Answer:
Percent Yield K₂O = 59.2%
Step-by-step explanation:
Before you can calculate the percent yield, you need to find the theoretical yield. This value is the amount of product produced using the balanced chemical equation and molar masses. However, the question does not specify which reactant is the limiting reagent. Therefore, you have to calculate the mass of the product starting from both values.
To find the theoretical yield, you need to (1) convert grams K/O₂ to moles K/O₂ (via molar masses), then (2) convert moles K/O₂ to moles K₂O (via mole-to-mole ratio from balanced equation coefficients), and then (3) convert moles K₂O to grams K₂O (via molar mass).

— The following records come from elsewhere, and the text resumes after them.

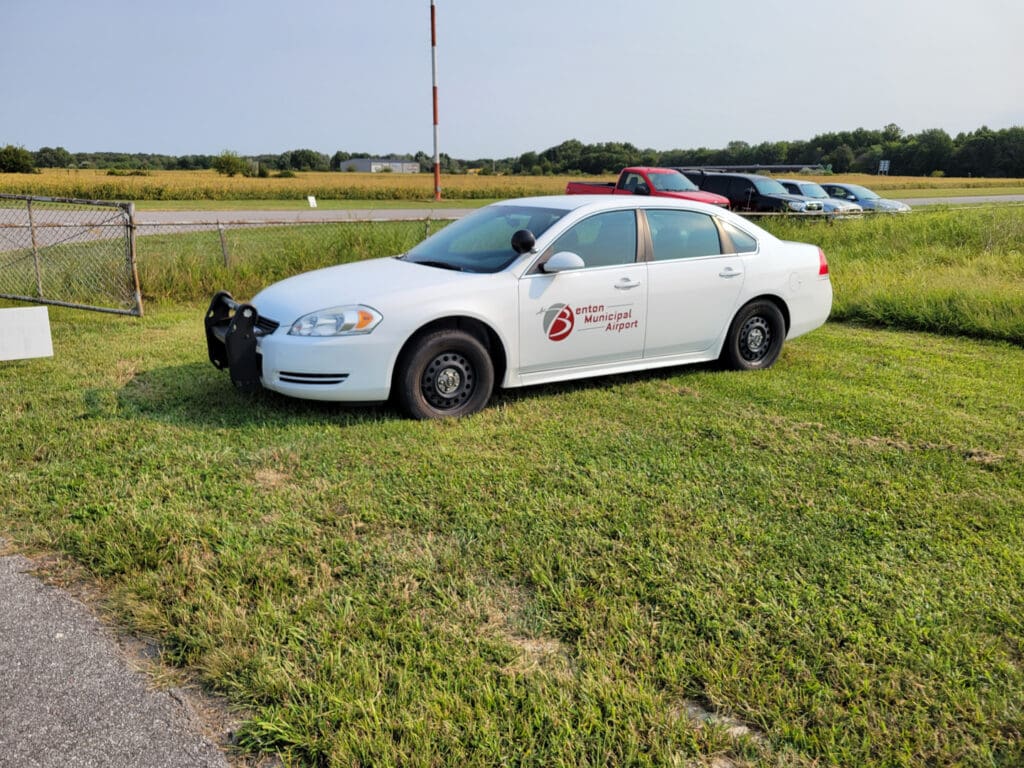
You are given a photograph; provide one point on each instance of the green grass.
(947, 270)
(829, 552)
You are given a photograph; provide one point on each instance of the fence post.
(223, 245)
(35, 251)
(132, 262)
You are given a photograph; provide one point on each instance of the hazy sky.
(182, 77)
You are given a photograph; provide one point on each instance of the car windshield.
(862, 192)
(769, 186)
(482, 241)
(810, 189)
(674, 181)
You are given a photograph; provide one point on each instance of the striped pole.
(433, 62)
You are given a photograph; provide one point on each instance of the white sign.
(25, 333)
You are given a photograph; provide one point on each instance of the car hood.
(377, 283)
(835, 204)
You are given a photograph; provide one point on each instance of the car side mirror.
(563, 261)
(523, 241)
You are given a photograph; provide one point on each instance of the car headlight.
(339, 321)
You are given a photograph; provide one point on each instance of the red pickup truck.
(658, 182)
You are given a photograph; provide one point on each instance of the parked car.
(526, 292)
(813, 190)
(863, 197)
(750, 192)
(658, 182)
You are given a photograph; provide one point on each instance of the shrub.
(15, 160)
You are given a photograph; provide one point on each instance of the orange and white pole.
(433, 62)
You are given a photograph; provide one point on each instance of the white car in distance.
(526, 292)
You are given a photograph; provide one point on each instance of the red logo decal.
(559, 321)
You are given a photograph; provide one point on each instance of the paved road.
(70, 699)
(312, 214)
(147, 218)
(975, 199)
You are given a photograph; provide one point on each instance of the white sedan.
(526, 292)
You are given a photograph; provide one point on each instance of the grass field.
(817, 564)
(208, 185)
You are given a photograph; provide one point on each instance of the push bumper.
(231, 331)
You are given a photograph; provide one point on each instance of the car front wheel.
(755, 338)
(446, 373)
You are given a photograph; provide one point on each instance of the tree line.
(981, 153)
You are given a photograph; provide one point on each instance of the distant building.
(376, 165)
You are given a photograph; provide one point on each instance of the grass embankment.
(951, 271)
(829, 552)
(197, 186)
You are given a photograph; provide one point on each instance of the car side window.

It is important to arrange the conversions in a way that allows for the cancellation of units. The final answer should have 3 sig figs to match the sig figs of the given values.
Molar Mass (K): 39.098 g/mol
Molar Mass (O₂): 2(15.998 g/mol)
Molar Mass (O₂): 31.996 g/mol
Molar Mass (K₂O): 2(39.098 g/mol) + 15.998 g/mol
Molar Mass (K₂O): 94.194 g/mol
The balanced equation:
4 K + O₂ -----> 2 K₂O
8.92 g K 1 mole 2 moles K₂O 94.194 g
-------------- x ----------------- x -------------------- x ---------------- = 10.7 g K₂O
39.098 g 4 moles K 1 mole
3.28 g O₂ 1 mole 2 moles K₂O 94.194 g
---------------- x --------------- x --------------------- x -------------- = 19.3 g K₂O
31.996 g 1 mole O₂ 1 mole
Because potassium produces the smaller amount of product, it is the limiting reagent. This means that all the potassium reactant is used up before the oxygen gas runs out. So, the theoretical yield of potassium oxide is 10.7 grams.
Now, you can use the theoretical yield and actual yield to determine the percent yield.
Actual Yield
Percent Yield = ------------------------------ x 100%
Theoretical Yield
6.36 g K₂O
Percent Yield = ------------------------ x 100%
10.7 g K₂O
Percent Yield = 59.2%